Clara cayó de rodillas. Era Sofía. O algo que pretendía serlo. Las paredes comenzaron a vibrar, y las luces de su linterna parpadearon hasta apagarse. En la oscuridad, Clara sintió manos pequeñas que tiraban de su ropa y su cabello, y el eco de esa voz infantil, ahora gélida, le susurraba:

— No es tu culpa… pero debería serlo.

Huyendo ciegamente, Clara encontró una escalera que descendía al sótano. Aquí, las sombras eran más densas, casi palpables. En las paredes, rostros humanos parecían emerger del concreto, congelados en gritos silenciosos. Al fondo del pasillo, una puerta semiabierta dejaba escapar un resplandor antinatural.

La habitación estaba vacía, salvo por un espejo que ocupaba toda una pared. Cuando Clara se miró, no vio su reflejo, sino a Sofía, de pie, observándola con una sonrisa perturbadora. La niña alzó una mano y, del otro lado del espejo, Clara sintió un tirón en su alma. Era como si algo estuviera drenándola.

— Ven conmigo, mamá. Aquí podemos estar juntas.

Clara cerró los ojos, pero la visión no desapareció. El mundo se tambaleaba entre el hospital y un paisaje oscuro, plagado de sombras que parecían vivas. En el reflejo, ella estaba tomando la mano de Sofía, pero no lo había hecho.

— ¡No eres real! — gritó, pero su propia voz sonó hueca, casi como si no le perteneciera.

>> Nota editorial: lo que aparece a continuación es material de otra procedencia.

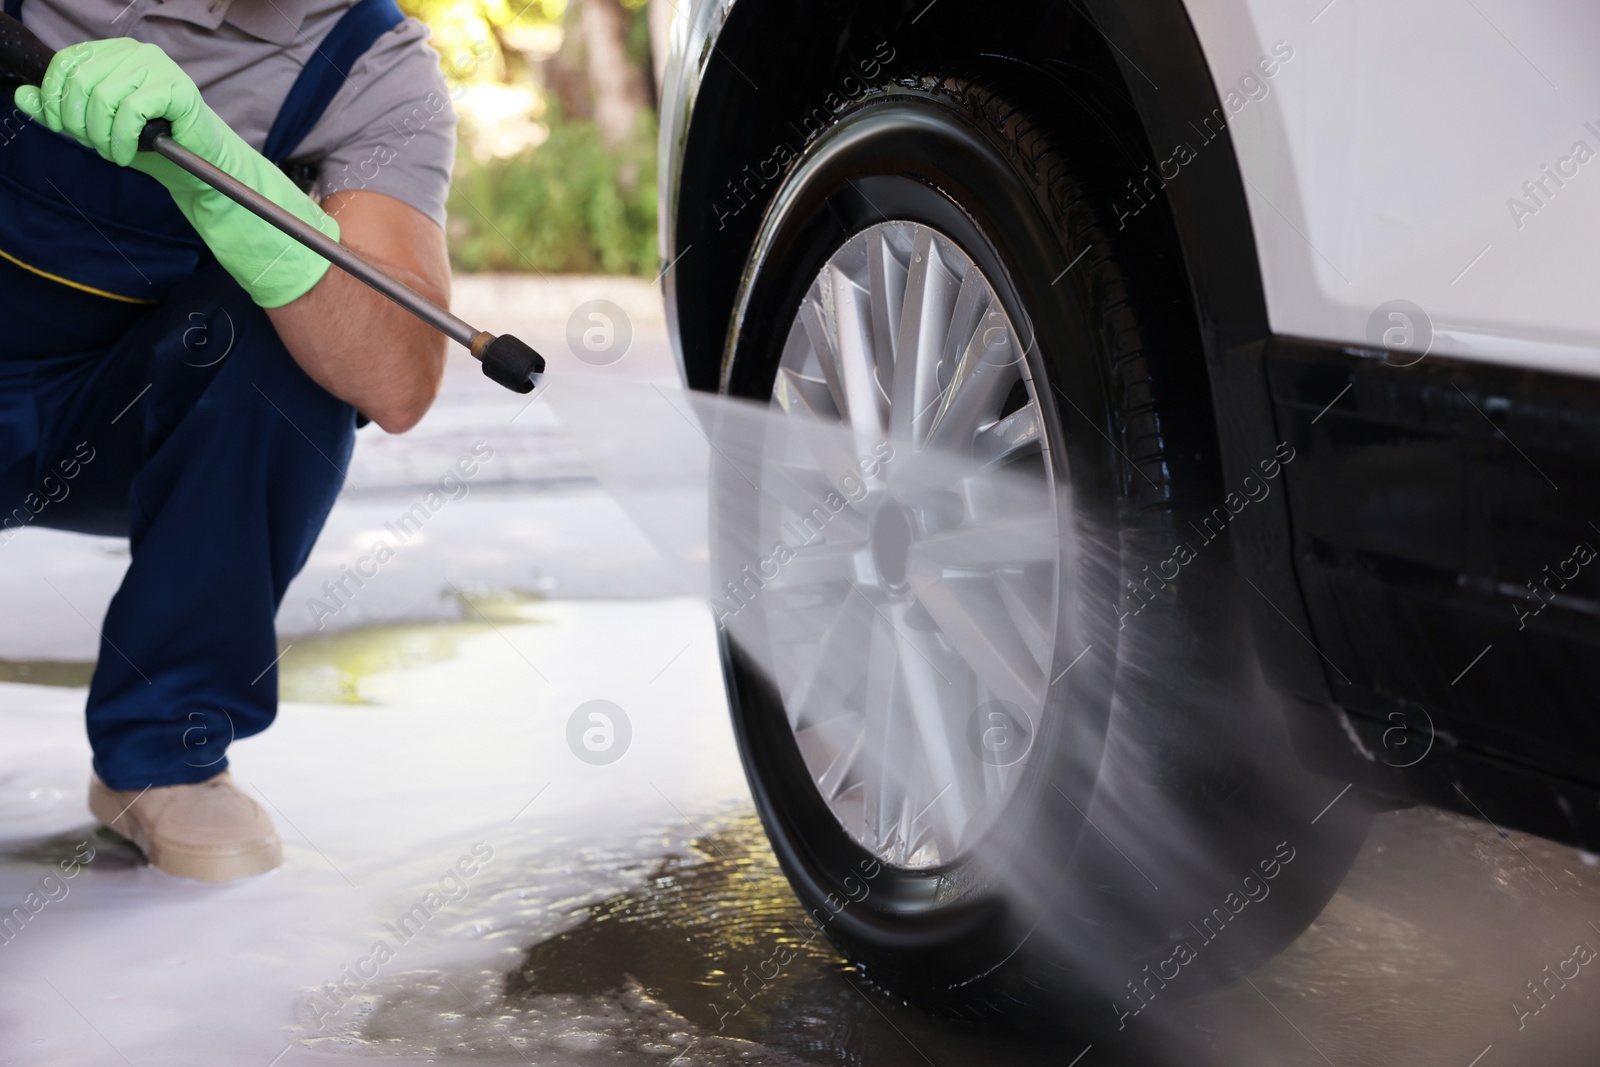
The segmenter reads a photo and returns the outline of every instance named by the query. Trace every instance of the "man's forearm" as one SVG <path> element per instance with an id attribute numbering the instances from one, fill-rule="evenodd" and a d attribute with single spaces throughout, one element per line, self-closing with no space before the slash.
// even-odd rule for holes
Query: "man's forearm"
<path id="1" fill-rule="evenodd" d="M 448 304 L 448 287 L 441 290 L 415 272 L 380 266 Z M 267 317 L 313 381 L 389 433 L 416 425 L 438 392 L 444 336 L 337 267 L 300 299 L 268 309 Z"/>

El Espejo explotó en una lluvia de fragmentos

Clara despertó de nuevo en el vestíbulo del hospital. Era de día. El edificio estaba completamente abandonado, sin rastro de las huellas de su exploración nocturna. Pero en su mano sostenía un dibujo: ella y Sofía, tomadas de la mano, frente a un espejo. En el dorso del papel, escrito con una caligrafía infantil, estaba la palabra “Regresa”.

Clara salió tambaleándose, incapaz de distinguir si había sido una alucinación o algo mucho más profundo. Pero una cosa era cierta: no podía huir de su culpa, ni de Sofía. Porque el hospital San Dimas nunca dejaba ir a nadie realmente.

Y mientras se alejaba, las ventanas rotas del edificio reflejaban algo que ya no era humano, observándola con una sonrisa.